# fleece liners



## roseykrh (Aug 30, 2008)

In preparation for getting my little spikey ball of fun I measured the bottom of my cage and made her some fleece liners that just lay down perfectly (well, almost perfectly) in the bottom. That has worked great for weeks but the past several days she has started getting under the edge of the liner and crawling right to the middle and scratching on the plastic cage bottom for approx. 10 minutes. I assume she's trying to dig, but then she gives up and sleeps there. Or at least she does when I don't notice her. Everytime I see her crawl under there I have been picking her up and putting her back on top of the liner. She runs and hides behind her wheel and sulks until I finally go away and then she goes straight to the corner and crawls back under. I'm just curious if there's something I can do for her to satisfy a possible desire to dig and if I should just let her stay under there where she's comfortable or keep pissing her off by moving her? I have already put cut up fleece strips in one corner thinking she would dig in them but she ignores them.


----------



## Nancy (Aug 22, 2008)

Usually once they decide that sleeping under the liner is wonderful, at least to them, you won't have much luck changing them. I think many just like the bare plastic for reasons known only to them. :lol:


----------



## Kalandra (Aug 25, 2008)

I found with Rose that I had to find the right sleeping arrangements and then she stopped crawling under her liner to sleep.
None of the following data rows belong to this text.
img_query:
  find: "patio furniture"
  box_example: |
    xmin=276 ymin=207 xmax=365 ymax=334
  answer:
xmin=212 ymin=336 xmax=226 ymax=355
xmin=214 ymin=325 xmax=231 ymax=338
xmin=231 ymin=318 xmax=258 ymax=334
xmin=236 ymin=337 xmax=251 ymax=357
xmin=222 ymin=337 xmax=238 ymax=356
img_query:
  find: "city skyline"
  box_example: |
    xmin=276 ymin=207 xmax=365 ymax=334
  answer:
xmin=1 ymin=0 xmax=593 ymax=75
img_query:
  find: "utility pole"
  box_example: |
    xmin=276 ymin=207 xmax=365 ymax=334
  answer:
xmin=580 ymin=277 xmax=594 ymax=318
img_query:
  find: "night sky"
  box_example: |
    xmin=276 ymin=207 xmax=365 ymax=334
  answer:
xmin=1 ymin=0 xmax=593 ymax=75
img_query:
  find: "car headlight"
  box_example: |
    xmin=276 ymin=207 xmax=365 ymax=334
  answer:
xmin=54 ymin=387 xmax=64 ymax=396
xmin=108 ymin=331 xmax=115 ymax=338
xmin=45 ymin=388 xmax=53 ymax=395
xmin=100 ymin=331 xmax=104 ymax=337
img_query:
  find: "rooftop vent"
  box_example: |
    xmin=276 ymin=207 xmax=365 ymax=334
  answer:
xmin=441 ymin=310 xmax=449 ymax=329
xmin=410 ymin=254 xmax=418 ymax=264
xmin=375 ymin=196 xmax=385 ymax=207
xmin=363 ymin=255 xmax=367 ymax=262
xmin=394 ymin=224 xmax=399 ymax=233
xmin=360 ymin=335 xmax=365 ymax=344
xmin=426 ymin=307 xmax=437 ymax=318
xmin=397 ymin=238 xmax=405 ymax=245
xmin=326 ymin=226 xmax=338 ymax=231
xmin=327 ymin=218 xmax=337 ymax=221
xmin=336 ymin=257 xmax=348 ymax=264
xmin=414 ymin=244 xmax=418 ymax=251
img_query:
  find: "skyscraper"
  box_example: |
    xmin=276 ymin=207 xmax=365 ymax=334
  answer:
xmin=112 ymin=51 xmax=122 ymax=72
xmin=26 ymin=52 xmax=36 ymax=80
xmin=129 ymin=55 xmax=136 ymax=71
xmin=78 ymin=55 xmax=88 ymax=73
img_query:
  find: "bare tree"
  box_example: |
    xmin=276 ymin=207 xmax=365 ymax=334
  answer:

She dislikes sleeping bags, igloos, or anything similar to those items. For her I have a blanket I made. Its similar to her cage liner but has fleece on one side and flannel on the other. If I fold it over she will crawl in and sleep there. If I try anything else she goes under the liner again.


----------



## Hedgiepets (Aug 21, 2008)

What does she have to sleep in? All of mine have igloos with a blanket of some sort inside to sleep in. Of course, Snuffy does not like that and prefers to sleep under the liner. I have taken out the igloo and given him a hat to sleep under, that seems to make him happy.

Hedgehogs need a place to hide!


----------



## roseykrh (Aug 30, 2008)

She has always slept in one of my old baggy 2x tshirts. I have 3 of them that were just sleep shirts for me so I rotate them out every 4-5 days. She hasn't had any issue with them before. And the one in her cage last night is the same one she's been sleeping in since Monday.


----------



## Vortex (Aug 28, 2008)

:lol: hahaha, Nancy is soo right!!! Once daisy went under her liners that was it, now its pretty much her favorite place, she will once in a wile sleep in her igloo, as long as i put enough fleece scraps in it,  but she still perfers sleeping on the plastic rather then soft fluffy fleece :roll: 
but maybe you little one would perfer a igloo and hedgie bag now? maybe the shirts just arnt doing it for her anymore,


----------



## lmsoft (Sep 9, 2008)

Is it really warm in the room? I find my Sophie is more likely to sleep under the liners, straight on the plastic, during the summer. I think its cooler for her. But then again, she's always liked sleeping there, and might only _not_ do it when I position the igloo such that she can't get under easily...


----------